Top 3 Tips for Wealth Management Planning in an Uncertain Global EconomyJake Steele, Wealth Advisor
At Precision Wealth Management we are strong believers that ‘living wealthy’ is a process. Rather than being about a short-term goal, it’s the result of years of smart, strategic wealth management planning, with financial partners you trust. It can be hard to know when to stay the course, and when to alter your wealth management planning strategies. This is even more the case when worldwide economies are in a time of higher-than-average flux.
Market volatility can be a stressful and difficult obstacle for even the most seasoned investor. Below are three principals for wealth management planning in an uncertain economy:
1. Stay Calm and Invest On
Maintaining your perspective can be one of the most challenging aspects of successful wealth management planning. After all, who wouldn’t feel panicked if they woke up to find their portfolio value had dropped by 25%? That’s why it’s important not to make any knee-jerk decisions you’ll later regret. Temporary losses can be the scariest part of wealth management planning – but “temporary” is usually the key word.
Keep in mind that the stock market has fallen 14% on average from high to low each year, but still managed gains of 80% in a given calendar year. We recommend you consult with your advisor at Precision Wealth Management on the best strategy for your wealth management planning. Keep in mind that most market changes will not require a drastic shift if you have a solid portfolio. And keeping calm is easier if you’ve working with a professional wealth advisor at our firm.
2. Invest Consistently – Regardless of the Market
Consistent investing is one of the keys to long-term success in wealth management planning.

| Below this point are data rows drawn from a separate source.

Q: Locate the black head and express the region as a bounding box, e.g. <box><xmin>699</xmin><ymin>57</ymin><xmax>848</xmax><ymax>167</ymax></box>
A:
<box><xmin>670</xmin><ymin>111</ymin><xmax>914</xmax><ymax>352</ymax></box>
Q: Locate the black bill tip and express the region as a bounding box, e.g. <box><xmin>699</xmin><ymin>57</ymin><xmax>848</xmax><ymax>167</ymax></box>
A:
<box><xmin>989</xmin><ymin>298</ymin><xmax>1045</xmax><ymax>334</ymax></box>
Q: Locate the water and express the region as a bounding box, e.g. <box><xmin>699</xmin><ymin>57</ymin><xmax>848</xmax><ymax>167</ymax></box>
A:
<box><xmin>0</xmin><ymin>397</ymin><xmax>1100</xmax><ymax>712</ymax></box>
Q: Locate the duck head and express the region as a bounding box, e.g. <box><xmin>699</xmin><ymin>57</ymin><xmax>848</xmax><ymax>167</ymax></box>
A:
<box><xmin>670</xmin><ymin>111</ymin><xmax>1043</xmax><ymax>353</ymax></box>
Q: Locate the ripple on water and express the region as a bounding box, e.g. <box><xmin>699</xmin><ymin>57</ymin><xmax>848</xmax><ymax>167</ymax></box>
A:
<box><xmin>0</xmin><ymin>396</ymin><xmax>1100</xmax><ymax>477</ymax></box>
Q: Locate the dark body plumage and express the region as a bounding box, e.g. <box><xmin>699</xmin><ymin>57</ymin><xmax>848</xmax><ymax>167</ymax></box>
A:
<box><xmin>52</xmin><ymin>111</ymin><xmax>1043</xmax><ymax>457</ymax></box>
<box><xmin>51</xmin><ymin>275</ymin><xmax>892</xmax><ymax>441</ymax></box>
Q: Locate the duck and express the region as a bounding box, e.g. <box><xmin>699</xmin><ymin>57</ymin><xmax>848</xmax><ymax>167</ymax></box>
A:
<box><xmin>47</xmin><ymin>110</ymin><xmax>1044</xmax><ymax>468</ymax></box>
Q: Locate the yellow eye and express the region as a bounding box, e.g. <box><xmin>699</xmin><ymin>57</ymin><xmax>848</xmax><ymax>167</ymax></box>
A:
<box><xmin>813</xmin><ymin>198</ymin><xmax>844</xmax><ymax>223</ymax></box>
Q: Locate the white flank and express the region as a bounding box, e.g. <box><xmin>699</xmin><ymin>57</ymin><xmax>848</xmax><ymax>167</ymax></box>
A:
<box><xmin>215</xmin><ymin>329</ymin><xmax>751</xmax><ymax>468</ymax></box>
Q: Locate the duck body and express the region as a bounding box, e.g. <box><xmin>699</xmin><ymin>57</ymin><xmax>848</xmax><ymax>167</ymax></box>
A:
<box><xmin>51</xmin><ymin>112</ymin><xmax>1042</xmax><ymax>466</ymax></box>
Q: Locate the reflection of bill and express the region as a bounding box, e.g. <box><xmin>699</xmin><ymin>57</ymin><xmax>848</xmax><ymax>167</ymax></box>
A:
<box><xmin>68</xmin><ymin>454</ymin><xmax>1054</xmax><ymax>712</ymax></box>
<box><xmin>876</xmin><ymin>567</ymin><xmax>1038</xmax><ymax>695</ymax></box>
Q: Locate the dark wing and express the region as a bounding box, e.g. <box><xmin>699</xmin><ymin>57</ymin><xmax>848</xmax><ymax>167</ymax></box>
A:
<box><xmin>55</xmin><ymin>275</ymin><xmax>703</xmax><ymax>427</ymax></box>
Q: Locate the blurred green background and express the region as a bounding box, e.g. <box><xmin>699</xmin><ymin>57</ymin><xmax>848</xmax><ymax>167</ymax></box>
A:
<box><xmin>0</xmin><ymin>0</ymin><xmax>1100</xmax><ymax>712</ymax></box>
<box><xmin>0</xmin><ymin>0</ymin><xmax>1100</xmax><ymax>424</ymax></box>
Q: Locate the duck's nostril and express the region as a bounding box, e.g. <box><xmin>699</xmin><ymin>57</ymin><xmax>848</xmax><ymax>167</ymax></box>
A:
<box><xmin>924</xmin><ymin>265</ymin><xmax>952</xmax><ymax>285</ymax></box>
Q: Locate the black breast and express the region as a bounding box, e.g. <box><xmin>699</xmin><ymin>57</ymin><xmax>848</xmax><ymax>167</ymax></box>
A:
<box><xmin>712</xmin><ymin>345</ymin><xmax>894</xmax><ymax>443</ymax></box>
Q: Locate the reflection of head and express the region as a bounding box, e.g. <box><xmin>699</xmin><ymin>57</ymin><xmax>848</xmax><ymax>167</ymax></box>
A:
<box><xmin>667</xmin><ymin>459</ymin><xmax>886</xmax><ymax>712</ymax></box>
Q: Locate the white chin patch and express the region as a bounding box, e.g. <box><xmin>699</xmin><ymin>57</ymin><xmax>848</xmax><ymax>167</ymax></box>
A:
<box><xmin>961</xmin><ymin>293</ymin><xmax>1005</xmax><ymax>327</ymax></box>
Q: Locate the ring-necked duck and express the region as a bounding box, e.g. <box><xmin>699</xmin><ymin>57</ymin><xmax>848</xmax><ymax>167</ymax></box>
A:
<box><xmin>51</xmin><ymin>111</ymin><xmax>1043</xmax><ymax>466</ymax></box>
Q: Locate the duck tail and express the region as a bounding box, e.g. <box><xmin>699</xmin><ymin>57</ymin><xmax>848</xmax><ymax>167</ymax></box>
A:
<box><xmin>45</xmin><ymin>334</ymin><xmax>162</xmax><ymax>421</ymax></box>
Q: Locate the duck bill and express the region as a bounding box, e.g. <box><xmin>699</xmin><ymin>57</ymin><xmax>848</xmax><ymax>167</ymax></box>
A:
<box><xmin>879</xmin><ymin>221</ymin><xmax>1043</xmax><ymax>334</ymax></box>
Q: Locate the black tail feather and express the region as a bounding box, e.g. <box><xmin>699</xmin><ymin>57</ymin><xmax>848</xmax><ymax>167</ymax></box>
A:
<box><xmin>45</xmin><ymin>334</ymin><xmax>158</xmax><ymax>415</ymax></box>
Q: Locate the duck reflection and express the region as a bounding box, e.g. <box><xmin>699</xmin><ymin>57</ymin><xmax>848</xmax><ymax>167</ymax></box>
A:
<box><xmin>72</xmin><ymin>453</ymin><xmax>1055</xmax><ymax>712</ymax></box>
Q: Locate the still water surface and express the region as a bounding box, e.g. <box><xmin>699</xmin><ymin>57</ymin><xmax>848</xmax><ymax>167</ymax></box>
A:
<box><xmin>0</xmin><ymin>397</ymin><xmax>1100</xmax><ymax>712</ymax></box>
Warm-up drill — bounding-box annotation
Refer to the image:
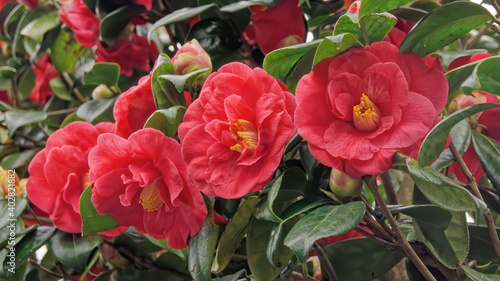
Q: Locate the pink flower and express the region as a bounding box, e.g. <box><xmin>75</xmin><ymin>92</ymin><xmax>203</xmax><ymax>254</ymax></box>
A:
<box><xmin>113</xmin><ymin>74</ymin><xmax>156</xmax><ymax>138</ymax></box>
<box><xmin>26</xmin><ymin>121</ymin><xmax>122</xmax><ymax>234</ymax></box>
<box><xmin>295</xmin><ymin>42</ymin><xmax>448</xmax><ymax>177</ymax></box>
<box><xmin>89</xmin><ymin>129</ymin><xmax>207</xmax><ymax>249</ymax></box>
<box><xmin>245</xmin><ymin>0</ymin><xmax>306</xmax><ymax>54</ymax></box>
<box><xmin>58</xmin><ymin>0</ymin><xmax>100</xmax><ymax>48</ymax></box>
<box><xmin>30</xmin><ymin>54</ymin><xmax>59</xmax><ymax>105</ymax></box>
<box><xmin>179</xmin><ymin>62</ymin><xmax>295</xmax><ymax>198</ymax></box>
<box><xmin>96</xmin><ymin>33</ymin><xmax>158</xmax><ymax>76</ymax></box>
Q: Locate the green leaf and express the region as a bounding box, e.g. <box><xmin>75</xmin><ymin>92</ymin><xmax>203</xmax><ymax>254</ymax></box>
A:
<box><xmin>21</xmin><ymin>11</ymin><xmax>60</xmax><ymax>42</ymax></box>
<box><xmin>359</xmin><ymin>13</ymin><xmax>398</xmax><ymax>44</ymax></box>
<box><xmin>3</xmin><ymin>226</ymin><xmax>56</xmax><ymax>279</ymax></box>
<box><xmin>459</xmin><ymin>264</ymin><xmax>500</xmax><ymax>281</ymax></box>
<box><xmin>80</xmin><ymin>186</ymin><xmax>119</xmax><ymax>235</ymax></box>
<box><xmin>400</xmin><ymin>1</ymin><xmax>491</xmax><ymax>57</ymax></box>
<box><xmin>4</xmin><ymin>110</ymin><xmax>47</xmax><ymax>138</ymax></box>
<box><xmin>99</xmin><ymin>4</ymin><xmax>147</xmax><ymax>46</ymax></box>
<box><xmin>50</xmin><ymin>30</ymin><xmax>87</xmax><ymax>74</ymax></box>
<box><xmin>158</xmin><ymin>68</ymin><xmax>211</xmax><ymax>93</ymax></box>
<box><xmin>472</xmin><ymin>131</ymin><xmax>500</xmax><ymax>192</ymax></box>
<box><xmin>263</xmin><ymin>40</ymin><xmax>322</xmax><ymax>78</ymax></box>
<box><xmin>325</xmin><ymin>238</ymin><xmax>402</xmax><ymax>280</ymax></box>
<box><xmin>314</xmin><ymin>33</ymin><xmax>361</xmax><ymax>65</ymax></box>
<box><xmin>285</xmin><ymin>202</ymin><xmax>365</xmax><ymax>263</ymax></box>
<box><xmin>246</xmin><ymin>217</ymin><xmax>293</xmax><ymax>281</ymax></box>
<box><xmin>48</xmin><ymin>231</ymin><xmax>102</xmax><ymax>272</ymax></box>
<box><xmin>418</xmin><ymin>103</ymin><xmax>500</xmax><ymax>167</ymax></box>
<box><xmin>476</xmin><ymin>57</ymin><xmax>500</xmax><ymax>95</ymax></box>
<box><xmin>148</xmin><ymin>4</ymin><xmax>215</xmax><ymax>40</ymax></box>
<box><xmin>359</xmin><ymin>0</ymin><xmax>411</xmax><ymax>19</ymax></box>
<box><xmin>82</xmin><ymin>62</ymin><xmax>120</xmax><ymax>87</ymax></box>
<box><xmin>212</xmin><ymin>197</ymin><xmax>259</xmax><ymax>273</ymax></box>
<box><xmin>76</xmin><ymin>98</ymin><xmax>116</xmax><ymax>124</ymax></box>
<box><xmin>144</xmin><ymin>105</ymin><xmax>186</xmax><ymax>138</ymax></box>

If you’re like many people, however, uncertain or bad market conditions make you want to slow or stop new investments altogether. That’s why a consistent investment plan should be part of all wealth management planning. Set an amount to invest each month or every paycheque, and keep investing regardless of market outlooks. Sometimes, the best and most lucrative time to purchase a stock is during a dip in the market, when your potential returns are greatest. And this will happen if you’re regularly contributing to your portfolio.

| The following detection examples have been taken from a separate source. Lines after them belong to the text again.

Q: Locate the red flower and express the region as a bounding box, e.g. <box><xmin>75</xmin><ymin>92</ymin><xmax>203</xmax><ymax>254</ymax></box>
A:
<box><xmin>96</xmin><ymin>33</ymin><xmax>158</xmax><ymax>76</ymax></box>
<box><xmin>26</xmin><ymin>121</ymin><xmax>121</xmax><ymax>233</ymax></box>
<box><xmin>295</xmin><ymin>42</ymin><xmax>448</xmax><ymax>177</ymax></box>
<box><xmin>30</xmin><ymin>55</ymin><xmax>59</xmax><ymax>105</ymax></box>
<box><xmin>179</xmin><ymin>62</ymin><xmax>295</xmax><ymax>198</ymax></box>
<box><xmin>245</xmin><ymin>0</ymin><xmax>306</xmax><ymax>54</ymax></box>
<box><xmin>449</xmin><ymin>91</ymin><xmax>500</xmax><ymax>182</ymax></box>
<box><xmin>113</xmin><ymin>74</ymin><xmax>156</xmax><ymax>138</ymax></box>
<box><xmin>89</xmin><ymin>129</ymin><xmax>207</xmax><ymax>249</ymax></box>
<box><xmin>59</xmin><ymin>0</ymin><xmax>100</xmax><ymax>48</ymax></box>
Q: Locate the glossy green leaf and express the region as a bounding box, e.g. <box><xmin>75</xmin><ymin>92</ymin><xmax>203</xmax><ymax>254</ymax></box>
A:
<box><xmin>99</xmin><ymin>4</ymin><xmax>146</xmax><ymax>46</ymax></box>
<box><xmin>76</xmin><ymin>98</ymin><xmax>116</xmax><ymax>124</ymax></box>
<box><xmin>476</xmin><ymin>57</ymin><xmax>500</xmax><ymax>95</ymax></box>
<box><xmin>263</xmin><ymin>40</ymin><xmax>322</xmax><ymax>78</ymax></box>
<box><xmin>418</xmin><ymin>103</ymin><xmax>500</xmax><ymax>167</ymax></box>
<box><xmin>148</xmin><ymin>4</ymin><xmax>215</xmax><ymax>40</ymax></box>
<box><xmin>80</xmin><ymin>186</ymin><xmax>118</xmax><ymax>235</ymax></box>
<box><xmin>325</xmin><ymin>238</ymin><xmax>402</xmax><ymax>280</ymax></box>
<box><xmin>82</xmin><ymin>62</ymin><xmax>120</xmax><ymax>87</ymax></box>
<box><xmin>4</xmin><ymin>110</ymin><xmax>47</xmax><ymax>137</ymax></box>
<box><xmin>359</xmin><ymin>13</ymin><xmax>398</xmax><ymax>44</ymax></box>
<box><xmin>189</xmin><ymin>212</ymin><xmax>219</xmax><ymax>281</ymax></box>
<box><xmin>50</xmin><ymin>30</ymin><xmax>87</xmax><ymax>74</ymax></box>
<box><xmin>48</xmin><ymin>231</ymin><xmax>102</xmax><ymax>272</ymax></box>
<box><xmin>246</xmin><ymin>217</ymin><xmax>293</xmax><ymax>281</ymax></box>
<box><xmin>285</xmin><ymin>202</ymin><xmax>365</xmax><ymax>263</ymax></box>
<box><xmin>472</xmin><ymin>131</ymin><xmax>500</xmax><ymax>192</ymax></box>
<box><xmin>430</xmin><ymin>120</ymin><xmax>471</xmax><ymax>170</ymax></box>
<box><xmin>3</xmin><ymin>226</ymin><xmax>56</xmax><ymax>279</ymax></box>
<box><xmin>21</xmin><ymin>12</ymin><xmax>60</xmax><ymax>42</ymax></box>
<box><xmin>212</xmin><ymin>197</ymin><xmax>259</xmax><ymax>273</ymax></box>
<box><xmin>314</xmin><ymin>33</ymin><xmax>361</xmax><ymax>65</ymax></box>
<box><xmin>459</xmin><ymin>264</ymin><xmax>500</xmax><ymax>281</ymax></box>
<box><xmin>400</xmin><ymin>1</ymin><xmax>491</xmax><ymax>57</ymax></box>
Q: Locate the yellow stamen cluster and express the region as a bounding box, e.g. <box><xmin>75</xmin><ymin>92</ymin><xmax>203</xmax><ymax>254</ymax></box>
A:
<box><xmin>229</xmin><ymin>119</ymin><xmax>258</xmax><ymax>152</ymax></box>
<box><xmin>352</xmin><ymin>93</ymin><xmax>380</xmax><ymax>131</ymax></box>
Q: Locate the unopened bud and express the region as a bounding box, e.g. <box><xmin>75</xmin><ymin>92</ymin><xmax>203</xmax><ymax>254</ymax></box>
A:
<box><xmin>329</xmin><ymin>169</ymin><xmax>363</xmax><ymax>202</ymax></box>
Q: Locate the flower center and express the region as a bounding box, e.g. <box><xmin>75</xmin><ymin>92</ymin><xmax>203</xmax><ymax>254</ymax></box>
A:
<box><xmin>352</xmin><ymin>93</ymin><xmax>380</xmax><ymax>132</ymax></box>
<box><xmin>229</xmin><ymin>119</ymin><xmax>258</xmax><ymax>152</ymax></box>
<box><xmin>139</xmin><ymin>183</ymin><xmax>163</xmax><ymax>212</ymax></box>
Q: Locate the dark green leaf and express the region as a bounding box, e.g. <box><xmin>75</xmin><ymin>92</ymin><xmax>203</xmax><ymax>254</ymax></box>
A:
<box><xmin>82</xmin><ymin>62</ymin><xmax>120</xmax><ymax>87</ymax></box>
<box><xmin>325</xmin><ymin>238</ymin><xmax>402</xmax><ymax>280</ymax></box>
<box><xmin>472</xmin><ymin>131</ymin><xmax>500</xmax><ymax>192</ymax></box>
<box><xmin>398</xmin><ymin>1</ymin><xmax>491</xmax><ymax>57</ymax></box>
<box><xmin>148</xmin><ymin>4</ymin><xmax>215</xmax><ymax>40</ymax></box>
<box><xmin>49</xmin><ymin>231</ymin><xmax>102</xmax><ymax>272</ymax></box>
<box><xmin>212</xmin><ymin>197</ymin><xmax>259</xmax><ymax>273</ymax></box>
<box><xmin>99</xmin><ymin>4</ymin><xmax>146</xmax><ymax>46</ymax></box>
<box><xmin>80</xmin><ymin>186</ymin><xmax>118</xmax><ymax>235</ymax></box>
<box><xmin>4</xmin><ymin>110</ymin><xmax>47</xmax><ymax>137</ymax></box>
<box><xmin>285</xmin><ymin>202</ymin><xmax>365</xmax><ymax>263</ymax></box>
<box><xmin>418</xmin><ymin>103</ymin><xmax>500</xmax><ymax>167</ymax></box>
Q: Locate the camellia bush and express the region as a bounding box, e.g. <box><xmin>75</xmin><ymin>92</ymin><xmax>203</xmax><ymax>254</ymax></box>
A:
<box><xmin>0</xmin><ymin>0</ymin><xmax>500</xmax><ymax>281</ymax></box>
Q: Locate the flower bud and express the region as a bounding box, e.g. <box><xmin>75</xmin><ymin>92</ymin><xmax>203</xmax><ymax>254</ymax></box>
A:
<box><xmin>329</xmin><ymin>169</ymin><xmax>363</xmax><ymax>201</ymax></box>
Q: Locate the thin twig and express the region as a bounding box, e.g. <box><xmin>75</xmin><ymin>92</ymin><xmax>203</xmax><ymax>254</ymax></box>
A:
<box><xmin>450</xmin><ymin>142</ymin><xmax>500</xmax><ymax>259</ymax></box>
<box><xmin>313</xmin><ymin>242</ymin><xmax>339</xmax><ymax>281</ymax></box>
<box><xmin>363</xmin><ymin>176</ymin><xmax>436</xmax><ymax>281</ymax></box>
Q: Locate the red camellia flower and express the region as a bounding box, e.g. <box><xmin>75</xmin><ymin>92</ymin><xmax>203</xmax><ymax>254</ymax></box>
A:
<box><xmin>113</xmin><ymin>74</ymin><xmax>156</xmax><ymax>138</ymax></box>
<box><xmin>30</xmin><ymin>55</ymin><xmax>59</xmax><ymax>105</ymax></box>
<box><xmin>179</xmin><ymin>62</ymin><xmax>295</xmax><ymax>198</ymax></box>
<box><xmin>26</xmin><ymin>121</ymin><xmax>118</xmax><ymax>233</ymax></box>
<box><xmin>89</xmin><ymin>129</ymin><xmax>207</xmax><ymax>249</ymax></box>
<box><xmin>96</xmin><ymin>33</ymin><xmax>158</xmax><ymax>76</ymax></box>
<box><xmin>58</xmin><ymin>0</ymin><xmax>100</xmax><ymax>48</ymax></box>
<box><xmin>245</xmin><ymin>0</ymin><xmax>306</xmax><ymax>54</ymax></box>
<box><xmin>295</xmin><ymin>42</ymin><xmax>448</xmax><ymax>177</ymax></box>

3. Find an Investment Professional You Love and Trust
When it comes to wealth management planning, the stakes are too high to go it alone, and it’s best to partner with an investment professional like Precision Wealth Management. They can help you feel confident that your money is in good hands—regardless of market conditions.
Wealth management planning is the key to living wealthy today, tomorrow and in the years (and decades) to come. It is far too important to stay with an investment professional you’re unsure of. Find someone who is proven in their field, who can customize to your needs, and has solid results. Like any relationship, you want to find someone who listens and understands you – your family, your goals and your overall financial situation.
Investing in times of uncertainty can be frustrating and challenging, as the volatility of the stock market can result in immediate (if temporary) changes to the value of your mutual fund portfolio. Fortunately, when you look at long-term versus short-term results, keep investments consistent, and work with a professional advisor, you can get started on a wealth management planning strategy that help you and your family live wealthy.